CHIRURGIE-PROTHÈSE
Serge Szmukler-Moncler* Mithridade Davarpanah** Keyvan Davarpanah*** Philippe Rajzbaum**** Paul M. Khoury*****
*Professeur associé, Département de Stomatologie et chirurgie maxillo-faciale, Université Pierre-et-Marie Curie (Paris 6e)
Visiting Professor, Odontology Department, Galeazzi Orthopaedic Institue, Milan (Italie)
Consultant international en biomatériaux et en implantologie, Bâle (Suisse)
**Docteur en médecine, stomatologiste, exercice privé limité à la paradontologie, la chirurgie orale et l’implantologie
Chef de service du Centre de réhabilitation orale (ORC), hôpital américain de paris, Neuilly-sur-Seine
***Interne des hôpitaux de paris en odontologie
Faculté d’odontologie, Université René-Descartes (Paris 5)
****DrCD, Docteur en sciences odontologiques
Ex-assistant en prothèse, Université René Descartes (Paris 5)
Consultant, Centre de réhabilitation orale (ORC), hôpital américain de paris, Neuilly-sur-Seine
Attaché à la consultation du SOURIRE de l’hôpital Saint-Louis, Paris
*****DrCD
CES d’orthodontie
Assistant, division de stomatologie, chirurgie orale et radiologie dento-maxillo-faciale, Université de Genève (Suisse)
Le guide radiologique est indispensable lorsque l’IAO est utilisée pour procéder à la pose guidée des implants ou à la préparation de la prothèse avant la chirurgie. Pour répondre aux attentes dont il est porteur, il doit suivre un cahier des charges spécifique.
The radiographic guide is required when computer-assisted implantology is used to proceed to the guided positionning of implants or to the preparation of the prosthesis prior to the surgery. In order to answer the expectations that it carries, it must follow specific instructions.
L’ensemble des propriétés du guide radiologique peut être résumé comme suit.
Un guide radiologique doit :
– être suffisamment radio-opaque ;
– ne pas émettre de signaux parasites (bruits) ;
– déterminer l’enveloppe de la restauration prothétique ;
– déterminer l’épaisseur des tissus mous ;
– informer sur l’axe d’émergence idéal des implants ;
– être stable et rétenteur.
Les figures de ce chapitre donnent des exemples de guides d’imagerie correspondants à ce cahier des charges.
Pour obtenir une radio-opacité satisfaisante, les éléments à visualiser doivent être chargés en une matière dense opposant une certaine résistance aux radiations (Fig. 1 à 3).
Le sulfate de baryum remplit cet office quand il est présent à une concentration de 20 à 30 %. Cette concentration donne un contraste suffisant sans occasionner de signal parasite intense interférant avec les tissus adjacents (dents, os et gencive). En revanche, il ne se distingue pas des matériaux métalliques de reconstruction prothétique tels que couronnes, pivots endodontiques ou crochets de rétention de prothèse.
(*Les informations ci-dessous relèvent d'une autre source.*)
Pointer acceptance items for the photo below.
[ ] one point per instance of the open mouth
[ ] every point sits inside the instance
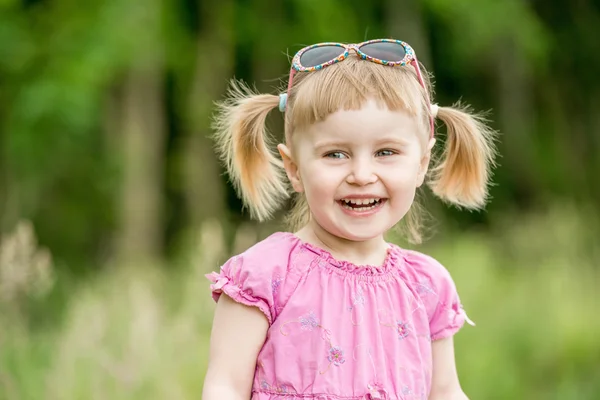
(361, 205)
La radiographie doit permettre de visualiser les limites du projet prothétique ainsi que les sites à implanter.
Souvent, le contenu métallique des éléments prothétiques adjacents au secteur à restaurer émet des radiations parasites. Ces dernières interfèrent sur la visibilité du projet prothétique en cours. Il faut alors « nettoyer informatiquement » l’image obtenue en ôtant le signal parasite, opération qui peut être chronophage. C’est pourquoi tout élément métallique participant à la rétention du guide radiologique devra être maintenu autant que possible à distance du secteur à restaurer.
La fonction du guide radiologique est de permettre de prévisualiser la prothèse en cours d’élaboration dans son contexte osseux et muqueux. Elle confronte le projet prothétique proposé par l’équipe prothétique avec la réalité des bases osseuses présentes. Dans l’idéal, les deux coïncident et un compromis n’est pas nécessaire. Cependant, plus fréquemment qu’il n’est désiré, un compromis est à trouver entre l’axe implantaire idéal et celui autorisé par les bases osseuses disponibles. L’accès aux contours de la prothèse permet de mieux envisager les limites du compromis possible.
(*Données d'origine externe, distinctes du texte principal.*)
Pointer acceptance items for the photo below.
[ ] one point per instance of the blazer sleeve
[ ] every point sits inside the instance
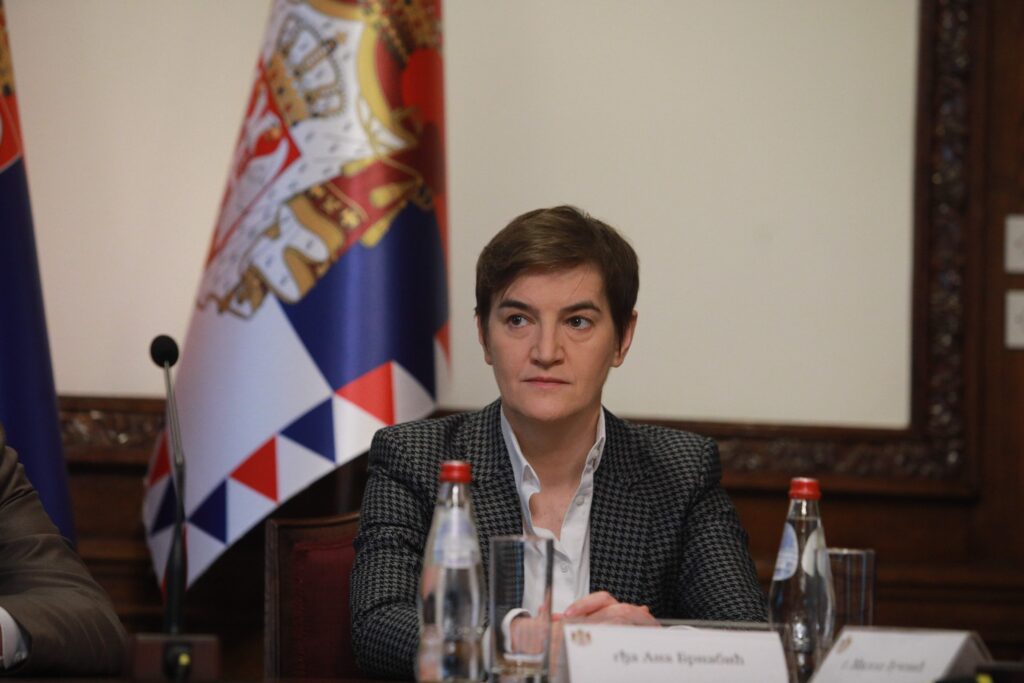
(393, 527)
(718, 580)
(68, 621)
Cette information sur l’axe des implants est obtenue lorsqu’un puits de forage d’environ 2 mm de diamètre est réalisé au niveau de chaque couronne du guide radiologique, là où le praticien prothésiste souhaiterait idéalement situer l’axe d’émergence de l’implant. Le forage crée un cylindre dénué de matériel radio-opaque ; il induit la présence d’un cylindre radio-clair au cœur des couronnes sur les coupes obliques de la radiographie. Ce dernier signale l’axe des implants au milieu de la masse de l’élément prothétique radio-opaque. Le centre de ce cylindre radio-clair est aisément identifié sur les coupes obliques successives. Il est très utile car c’est sur ce plan-là que l’implant sera simulé.
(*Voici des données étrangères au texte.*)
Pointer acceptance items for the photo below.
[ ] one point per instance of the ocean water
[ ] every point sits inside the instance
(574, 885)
Cette exigence de stabilité du guide radiologique est encore plus importante pour l’édenté total car la prothèse doit être maintenue en parfaite occlusion. Un mordu intermaxillaire (voir Fig. 15) garantira le bon positionnement du guide radiologique. Si le patient porte une restauration avec des matériaux métalliques au maxillaire antagoniste, le risque de signal parasite est augmenté.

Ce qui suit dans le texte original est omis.